On November 18, 2021, the Audit Committee (the "Audit Committee") of the board
of directors (the "Board") of TCW Special Purpose Acquisition Corp. (the
"Company"), after discussion with the Company's management, concluded that the
Company's previously issued audited balance sheet , dated March 4, 2021,
unaudited interim financial statements contained in the Company's Quarterly
Reports on Form 10-Q for the periods ended March 31, 2021 and June 30, 2021,
originally filed on May 14, 2021 and August 10, 2021, respectively
(collectively, the "Non-Reliance Periods"), should no longer be relied upon.
Similarly, related press releases, earnings releases, and investor
communications describing the Company's financial statements for the
Non-Reliance Periods should no longer be relied upon.
The Company restated its previously issued financial statements to classify all
Class A common stock subject to redemption in temporary equity at redemption
value, in accordance with SEC and its staff's guidance on redeemable equity
instruments, which has been codified in Accounting Standards Codification
("ASC") 480-10-S99, Distinguishing Liabilities from Equity. The Company's
accounting for the shares of Class A common stock subject to redemption did not
have any effect on the Company's previously reported assets and the non-cash
adjustments to the financial statement do not impact the amounts previously
reported for the Company's cash and cash equivalents or total assets.

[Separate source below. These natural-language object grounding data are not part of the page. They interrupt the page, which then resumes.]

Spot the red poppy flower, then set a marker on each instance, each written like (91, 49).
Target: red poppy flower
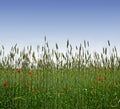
(99, 79)
(6, 84)
(19, 71)
(30, 73)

On November 18, 2021, the Audit Committee discussed with Marcum LLP ("Marcum"),
the Company's current independent registered public accounting firm, the matters
disclosed in this Item 4.02(a). The Company will restate the financial
statements for the Non-Reliance Periods in its Quarterly Report on Form 10-Q for
the period ended September 30, 2021 (the "Third Quarter Form 10-Q") to
reclassify the Company's shares of Class A common stock and will continue to do
so in its future financial statements. The Company will disclose the impact of
such restatements of the Non-Reliance Periods in its Third Quarter Form 10-Q,
which the Company will file with the SEC as soon as practicable.
Management carried out an evaluation of the effectiveness of the design and
operation of the Company's disclosure controls and procedures as of September
30, 2021 and concluded that, solely due to the events that led to the Company's
restatement of its financial statements, a material weakness existed and the
Company's disclosure controls and procedures (as defined in Rules 13a-15(e) and
15d-15(e) under the Exchange Act) were not effective as of September 30, 2021. A
material weakness is a deficiency, or a combination of deficiencies, in internal
control over financial reporting, such that there is a reasonable possibility
that a material misstatement of a company's annual or interim financial
statements will not be prevented or detected on a timely basis. The existence of
one or more material weaknesses precludes a conclusion by management that a
company's disclosure controls and procedures and internal control over financial
reporting are effective. In addition, the Audit Committee, the Board, and
management have begun evaluating appropriate remediation actions. The Company's
remediation plans at this time include providing enhanced access to accounting
literature, research materials and documents and increased communication among
the Company's personnel and third-party professionals with whom the Company
consults regarding complex accounting applications.